Beginnen soll der Reigen der Neuheiten 2013 mit dem Comeback des Modells Esprit. Der Ahn des legendären Dienstwagens von James Bond aus "Der Spion, der mich liebte" wird ein Sportwagen für etwa 130.000 Euro; mehr als 300 km/h schnell und damit auf Augenhöhe mit Porsche und Ferrari. Ihm folgen bis 2015 das viersitzige Coupé Elite, die nächste Generation der Elise und als Antwort auf Sport-Viertürer wie Porsche Panamera den Aston Martin Rapide der Eterne.
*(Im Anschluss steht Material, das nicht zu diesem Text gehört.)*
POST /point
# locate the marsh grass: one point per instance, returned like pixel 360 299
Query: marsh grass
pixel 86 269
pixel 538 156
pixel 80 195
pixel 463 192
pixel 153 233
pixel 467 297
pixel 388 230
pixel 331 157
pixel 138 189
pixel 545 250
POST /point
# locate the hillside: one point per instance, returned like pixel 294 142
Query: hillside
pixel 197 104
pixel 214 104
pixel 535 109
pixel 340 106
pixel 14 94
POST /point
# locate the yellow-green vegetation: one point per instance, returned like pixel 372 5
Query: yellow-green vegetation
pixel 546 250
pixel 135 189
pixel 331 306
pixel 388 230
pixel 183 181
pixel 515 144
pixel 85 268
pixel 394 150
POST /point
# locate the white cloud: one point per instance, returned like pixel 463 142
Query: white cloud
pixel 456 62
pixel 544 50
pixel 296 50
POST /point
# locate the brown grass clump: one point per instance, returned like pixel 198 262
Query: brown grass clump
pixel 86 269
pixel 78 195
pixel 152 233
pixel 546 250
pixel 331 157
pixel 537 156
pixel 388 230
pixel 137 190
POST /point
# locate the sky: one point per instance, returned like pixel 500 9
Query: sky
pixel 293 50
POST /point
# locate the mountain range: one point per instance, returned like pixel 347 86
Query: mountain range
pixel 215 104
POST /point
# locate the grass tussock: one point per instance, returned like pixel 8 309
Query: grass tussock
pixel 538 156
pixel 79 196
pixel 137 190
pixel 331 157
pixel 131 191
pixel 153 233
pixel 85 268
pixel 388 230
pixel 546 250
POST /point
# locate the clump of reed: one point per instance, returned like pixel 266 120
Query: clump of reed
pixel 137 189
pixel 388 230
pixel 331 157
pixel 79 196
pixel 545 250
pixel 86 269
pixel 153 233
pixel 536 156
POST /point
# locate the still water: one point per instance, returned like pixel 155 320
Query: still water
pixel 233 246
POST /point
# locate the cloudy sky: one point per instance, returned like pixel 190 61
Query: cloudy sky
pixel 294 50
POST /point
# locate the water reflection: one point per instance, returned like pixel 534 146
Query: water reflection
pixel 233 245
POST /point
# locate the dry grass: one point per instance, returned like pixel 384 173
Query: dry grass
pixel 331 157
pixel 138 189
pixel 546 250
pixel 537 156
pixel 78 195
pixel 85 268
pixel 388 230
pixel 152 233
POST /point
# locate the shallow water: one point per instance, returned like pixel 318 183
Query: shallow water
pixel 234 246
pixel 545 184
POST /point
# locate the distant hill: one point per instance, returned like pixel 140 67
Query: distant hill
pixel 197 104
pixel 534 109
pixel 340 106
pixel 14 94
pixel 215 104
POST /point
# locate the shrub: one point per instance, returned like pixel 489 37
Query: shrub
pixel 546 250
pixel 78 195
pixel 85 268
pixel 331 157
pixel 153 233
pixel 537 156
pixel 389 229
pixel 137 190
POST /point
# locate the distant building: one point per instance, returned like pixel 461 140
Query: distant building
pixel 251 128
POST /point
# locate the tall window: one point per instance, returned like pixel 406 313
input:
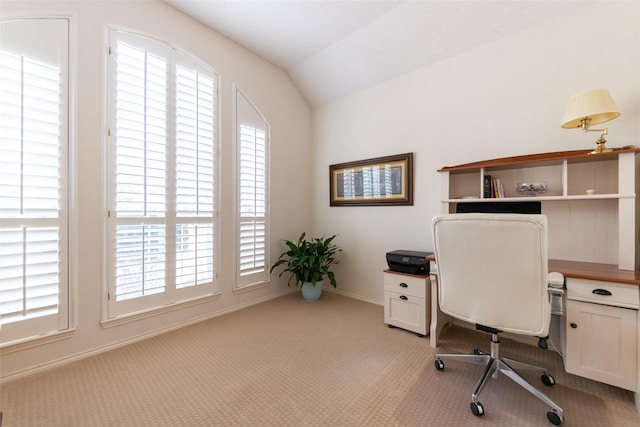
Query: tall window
pixel 34 144
pixel 252 137
pixel 162 200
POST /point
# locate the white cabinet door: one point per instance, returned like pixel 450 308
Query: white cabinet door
pixel 602 343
Als Clou für die Stadtindianer unter den Lotus-Fans haben die Briten noch einen Kleinwagen auf dem Zettel, den sie gemeinsam mit Mehrheitseigner Proton entwickeln - ganz ähnlich wie es Aston Martin mit dem Cygnet tat, der eigentlich ein Toyota iQ ist. Und spätestens 2017 soll das Modell Elan mit neuem Schwung auf die Straße kommen. Zu allem Überfluss soll jede Baureihe in einer Standard sowie einer besonders sportlichen R- und einer Leichtbauversion geben. "Und alle Zweitürer gibt es darüber hinaus auch als Roadster", sagt Chefentwickler Zimmermann.
Ein nagelneuer V8-Motor soll in Eigenentwicklung entstehen
Es dürfte ein Kraftakt sondergleichen werden. Im verschlafenen Hethel, drei Stunden nordöstlich von London, werden derzeit rund 2500 Autos pro Jahr gebaut. In Zukunft sollen es bis zu 8000 Fahrzeuge werden, rechnet Bahar vor.
Zunächst sollen die Neulinge mit Benzinmotoren, wenig später aber auch mit Hybridantrieb zur Verfügung stehen. Und den neuen Kleinwagen will Lotus ausschließlich mit alternativen Antrieben anbieten - ob rein elektrisch oder ebenfalls als Hybridvariante, wollen die Briten aber noch nicht verraten.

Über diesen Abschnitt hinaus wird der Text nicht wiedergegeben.